People think it's difficult to get a movie made, but it's not. All you have to do is sell your soul to the devil twice, have sex with three ugly people and drink the blood of seven virgin llamas. You also have to stand in a room naked in front of a bunch of producers while they judge all of your body parts on a scale of 1-10, but that's only if you insist on getting studio funding for a Romantic Comedy.
#10 Evil Bong (2006) - The scariest bong I've ever met was a three-foot bong named "Ugly Flakes." Ugly Flakes made me punch a hole in my bedroom wall and pee on my kitchen floor, so I decided to give Ugly Flakes away.
#9 The Mighty Gorga (1969) - It's basically King Kong meets Jurassic Park except the dinosaur is a toy dinosaur and King Kong is a guy in a gorilla suit.
#8 After Last Season (2009) - You know you've got cinematic gold when the beginning of the trailer has an MRI machine made out of cardboard. This gigantic turd supposedly cost $5,000,000 and took over ten years to make.
#7 Tiptoes (2003) - I know this is going to be difficult for you to accept but there really is a Romantic Comedy starring Matthew McConaughey where his family is a bunch of Dwarfs.
#6 Doll Graveyard (2005) - I've heard of buried hamsters and parakeets coming back to life and killing their owners, but this is ridiculous.
#5 Me & You, Us, Forever (2008) - A tragic yet heartwarming Christian movie about a 17-year old boy and a 16-year old girl who date for two years, 4 months and 28 days before he breaks up with her ... probably because she wouldn't put out. 30 years later he tries to rekindle their love because he still wants to know what her boobs looked like. Personally, I can't believe that God didn't step in and tell the producers that they probably shouldn't make a Christian movie starring two actors named Blain Rozgay and Stacey Aswad.
#4 Godmonster Of Indian Flats (1973) - From what I can gather it's a tragic tale about a misunderstood camel monster who gets mad when he's not invited to picnics.

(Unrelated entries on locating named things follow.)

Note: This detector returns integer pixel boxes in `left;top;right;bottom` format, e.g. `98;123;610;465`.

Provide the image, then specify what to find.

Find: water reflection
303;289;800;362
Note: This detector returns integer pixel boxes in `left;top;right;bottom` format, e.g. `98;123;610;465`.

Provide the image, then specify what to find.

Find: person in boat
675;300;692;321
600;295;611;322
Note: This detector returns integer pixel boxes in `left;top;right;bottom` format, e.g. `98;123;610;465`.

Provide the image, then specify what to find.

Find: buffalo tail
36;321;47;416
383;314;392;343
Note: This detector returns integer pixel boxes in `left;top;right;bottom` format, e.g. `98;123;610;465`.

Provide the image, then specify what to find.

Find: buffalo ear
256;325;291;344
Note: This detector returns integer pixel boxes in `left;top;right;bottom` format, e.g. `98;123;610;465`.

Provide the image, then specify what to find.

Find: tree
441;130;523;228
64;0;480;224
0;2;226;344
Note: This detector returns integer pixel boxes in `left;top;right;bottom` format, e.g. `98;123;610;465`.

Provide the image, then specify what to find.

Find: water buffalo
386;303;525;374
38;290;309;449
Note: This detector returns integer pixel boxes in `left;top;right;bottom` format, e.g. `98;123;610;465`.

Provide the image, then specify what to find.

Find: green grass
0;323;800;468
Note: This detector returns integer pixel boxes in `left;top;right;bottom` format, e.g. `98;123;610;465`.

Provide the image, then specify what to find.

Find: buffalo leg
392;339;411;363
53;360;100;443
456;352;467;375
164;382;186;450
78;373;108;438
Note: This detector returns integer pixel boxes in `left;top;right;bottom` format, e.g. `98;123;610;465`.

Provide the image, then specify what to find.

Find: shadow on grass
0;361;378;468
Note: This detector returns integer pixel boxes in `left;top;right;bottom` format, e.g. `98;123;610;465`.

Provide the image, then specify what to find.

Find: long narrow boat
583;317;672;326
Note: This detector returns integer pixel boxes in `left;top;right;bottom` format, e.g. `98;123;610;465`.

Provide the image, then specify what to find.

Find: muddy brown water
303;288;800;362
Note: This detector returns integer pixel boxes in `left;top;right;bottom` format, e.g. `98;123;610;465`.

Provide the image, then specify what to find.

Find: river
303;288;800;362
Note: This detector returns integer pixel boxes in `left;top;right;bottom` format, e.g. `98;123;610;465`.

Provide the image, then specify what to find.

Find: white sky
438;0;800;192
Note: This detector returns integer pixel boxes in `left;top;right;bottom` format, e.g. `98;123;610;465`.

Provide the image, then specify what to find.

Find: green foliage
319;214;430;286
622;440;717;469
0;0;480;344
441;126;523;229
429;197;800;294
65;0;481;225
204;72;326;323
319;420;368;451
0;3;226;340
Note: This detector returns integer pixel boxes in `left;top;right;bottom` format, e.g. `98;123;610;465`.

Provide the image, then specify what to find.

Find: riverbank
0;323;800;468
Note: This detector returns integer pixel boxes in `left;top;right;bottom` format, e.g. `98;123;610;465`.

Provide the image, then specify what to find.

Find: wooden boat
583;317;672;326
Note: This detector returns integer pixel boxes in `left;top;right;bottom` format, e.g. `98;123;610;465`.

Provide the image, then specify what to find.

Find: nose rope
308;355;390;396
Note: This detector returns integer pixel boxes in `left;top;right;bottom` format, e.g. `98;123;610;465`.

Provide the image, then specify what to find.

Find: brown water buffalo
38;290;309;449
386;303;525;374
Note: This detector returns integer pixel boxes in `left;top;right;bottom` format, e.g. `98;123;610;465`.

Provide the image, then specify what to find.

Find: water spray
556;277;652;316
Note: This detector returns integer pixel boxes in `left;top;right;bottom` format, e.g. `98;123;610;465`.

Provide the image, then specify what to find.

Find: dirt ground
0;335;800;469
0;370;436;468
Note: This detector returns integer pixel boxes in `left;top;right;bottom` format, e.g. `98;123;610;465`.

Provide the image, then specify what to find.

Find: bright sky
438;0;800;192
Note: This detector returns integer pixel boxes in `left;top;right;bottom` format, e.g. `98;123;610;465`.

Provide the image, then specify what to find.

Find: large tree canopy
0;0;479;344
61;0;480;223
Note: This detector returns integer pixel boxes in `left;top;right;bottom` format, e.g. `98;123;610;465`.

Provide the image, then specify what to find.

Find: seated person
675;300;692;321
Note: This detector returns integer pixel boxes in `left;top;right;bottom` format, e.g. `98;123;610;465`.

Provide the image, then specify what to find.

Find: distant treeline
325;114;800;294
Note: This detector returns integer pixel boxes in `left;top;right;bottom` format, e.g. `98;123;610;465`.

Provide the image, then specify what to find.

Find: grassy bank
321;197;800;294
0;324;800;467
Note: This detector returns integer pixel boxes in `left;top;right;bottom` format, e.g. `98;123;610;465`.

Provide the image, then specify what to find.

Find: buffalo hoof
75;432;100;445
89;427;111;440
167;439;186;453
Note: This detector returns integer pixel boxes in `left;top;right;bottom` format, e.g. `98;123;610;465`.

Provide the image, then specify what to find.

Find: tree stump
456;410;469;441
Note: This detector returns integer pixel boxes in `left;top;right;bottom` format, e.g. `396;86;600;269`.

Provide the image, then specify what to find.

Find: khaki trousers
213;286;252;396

#3 Troll 2 (1990) - It's widely-considered one of the "Best Worst Movies Ever" which makes sense considering that it's about vegetarian goblins who try to trick humans into eating a green slime that will transform them into plants, and hence a tasty treat.
#2 The Gingerdead Man (2005) - Only Gary Busey could pull off a movie about a killer gingerbread cookie who comes to life with the soul of a convicted killer. Now if I can just get somebody to buy my movie script about a killer Gummy Bear who gets bigger as he collects the dead bodies of his victims and puts them inside his body.
#1 I Drink Your Blood And Eat Your Skin (1970) - It may be the worst movie trailer of all time, but it's also the greatest movie title ever, ever.